March 11 marks the ninth anniversary of the Great East Japan Earthquake, which resulted in a tsunami that devastated Japan's northeastern Tohoku region. More than 22,000 people died or are presumed to have died in the disaster, which also destroyed tens of thousands of buildings, and catalyzed a triple nuclear meltdown, three hydrogen explosions and the release of radioactive contamination at the Fukushima No. 1 nuclear power plant.

Huge numbers of people were forced to flee their homes with many facing the prospect they'd never be able to return. The dire situation could have been much worse, however, had it not been for the heroic actions of a group of power plant employees who continued to work on attempting to stabilize the reactors after everyone else had been evacuated.

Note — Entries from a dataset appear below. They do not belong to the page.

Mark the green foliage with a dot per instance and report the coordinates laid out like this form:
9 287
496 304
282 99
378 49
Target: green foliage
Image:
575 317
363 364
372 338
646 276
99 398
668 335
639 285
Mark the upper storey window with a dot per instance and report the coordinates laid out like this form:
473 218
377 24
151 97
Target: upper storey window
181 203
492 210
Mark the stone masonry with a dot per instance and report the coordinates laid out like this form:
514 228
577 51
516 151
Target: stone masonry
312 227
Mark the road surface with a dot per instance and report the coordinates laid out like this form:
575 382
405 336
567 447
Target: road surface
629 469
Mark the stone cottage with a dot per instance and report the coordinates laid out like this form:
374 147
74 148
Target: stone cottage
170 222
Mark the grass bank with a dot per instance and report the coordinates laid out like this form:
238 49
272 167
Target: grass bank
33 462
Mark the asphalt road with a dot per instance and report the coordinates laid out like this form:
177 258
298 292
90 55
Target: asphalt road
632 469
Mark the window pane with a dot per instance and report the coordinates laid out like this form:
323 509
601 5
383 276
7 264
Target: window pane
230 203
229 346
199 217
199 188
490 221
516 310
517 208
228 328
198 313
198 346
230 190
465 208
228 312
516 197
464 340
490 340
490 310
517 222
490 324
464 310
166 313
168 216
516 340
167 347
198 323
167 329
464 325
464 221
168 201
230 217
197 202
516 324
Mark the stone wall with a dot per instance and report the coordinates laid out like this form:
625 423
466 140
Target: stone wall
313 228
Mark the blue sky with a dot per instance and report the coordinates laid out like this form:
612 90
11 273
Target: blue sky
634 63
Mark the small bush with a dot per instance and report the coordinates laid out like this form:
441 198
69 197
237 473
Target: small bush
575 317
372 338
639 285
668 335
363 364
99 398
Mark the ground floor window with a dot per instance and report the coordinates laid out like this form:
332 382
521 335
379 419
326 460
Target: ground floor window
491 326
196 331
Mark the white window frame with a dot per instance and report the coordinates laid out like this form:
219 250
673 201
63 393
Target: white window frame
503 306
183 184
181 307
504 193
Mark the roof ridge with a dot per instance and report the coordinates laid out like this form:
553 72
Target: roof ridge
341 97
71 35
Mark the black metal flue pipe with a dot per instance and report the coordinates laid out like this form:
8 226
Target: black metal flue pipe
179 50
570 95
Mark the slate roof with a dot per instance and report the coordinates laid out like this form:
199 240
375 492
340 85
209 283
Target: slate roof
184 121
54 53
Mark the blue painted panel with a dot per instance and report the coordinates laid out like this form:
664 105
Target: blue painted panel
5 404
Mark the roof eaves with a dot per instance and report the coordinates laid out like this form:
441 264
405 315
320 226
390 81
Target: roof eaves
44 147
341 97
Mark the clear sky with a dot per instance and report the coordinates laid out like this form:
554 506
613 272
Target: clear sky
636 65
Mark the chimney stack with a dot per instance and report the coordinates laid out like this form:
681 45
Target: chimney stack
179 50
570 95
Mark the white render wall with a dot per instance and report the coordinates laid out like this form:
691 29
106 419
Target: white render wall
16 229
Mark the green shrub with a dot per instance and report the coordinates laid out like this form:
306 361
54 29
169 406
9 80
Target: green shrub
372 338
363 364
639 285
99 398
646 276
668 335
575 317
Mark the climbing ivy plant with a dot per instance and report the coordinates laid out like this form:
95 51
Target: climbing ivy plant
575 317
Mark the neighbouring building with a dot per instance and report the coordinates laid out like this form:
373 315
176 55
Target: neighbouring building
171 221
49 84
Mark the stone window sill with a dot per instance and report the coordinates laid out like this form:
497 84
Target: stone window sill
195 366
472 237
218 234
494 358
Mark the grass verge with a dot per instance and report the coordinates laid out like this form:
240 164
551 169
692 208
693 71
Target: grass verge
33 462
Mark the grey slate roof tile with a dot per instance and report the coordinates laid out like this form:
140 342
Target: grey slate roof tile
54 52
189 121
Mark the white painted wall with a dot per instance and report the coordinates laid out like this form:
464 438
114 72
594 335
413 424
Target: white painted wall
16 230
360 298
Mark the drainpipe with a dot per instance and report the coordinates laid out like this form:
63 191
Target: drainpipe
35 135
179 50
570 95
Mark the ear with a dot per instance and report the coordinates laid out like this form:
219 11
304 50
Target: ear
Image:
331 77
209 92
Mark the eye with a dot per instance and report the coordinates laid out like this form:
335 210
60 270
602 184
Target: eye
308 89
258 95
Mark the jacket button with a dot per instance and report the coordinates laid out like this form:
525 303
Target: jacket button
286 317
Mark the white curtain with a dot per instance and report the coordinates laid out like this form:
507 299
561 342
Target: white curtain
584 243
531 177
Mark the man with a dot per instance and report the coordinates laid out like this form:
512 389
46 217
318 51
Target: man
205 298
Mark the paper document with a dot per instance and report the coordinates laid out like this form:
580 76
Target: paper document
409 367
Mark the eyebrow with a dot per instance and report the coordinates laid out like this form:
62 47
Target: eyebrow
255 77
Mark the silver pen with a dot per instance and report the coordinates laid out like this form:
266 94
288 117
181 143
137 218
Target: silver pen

Overseas media dubbed them the "Fukushima 50," even though the number of workers eventually ran into the hundreds.

The story of these selfless and, until now, mostly anonymous individuals is finally being given the platform it deserves in the film "Fukushima 50," directed by Setsuro Wakamatsu ("Whiteout," "The Unbroken"). Based on Ryusho Kadota's nonfiction book "On the Brink: The Inside Story of Fukushima Daiichi" and the adapted screenplay of Yoichi Maekawa ("Gunji Kanbei," "The Auditor"), it's an incredibly emotional film with a chillingly realistic feel that may seem obvious given the subject matter but still has impact.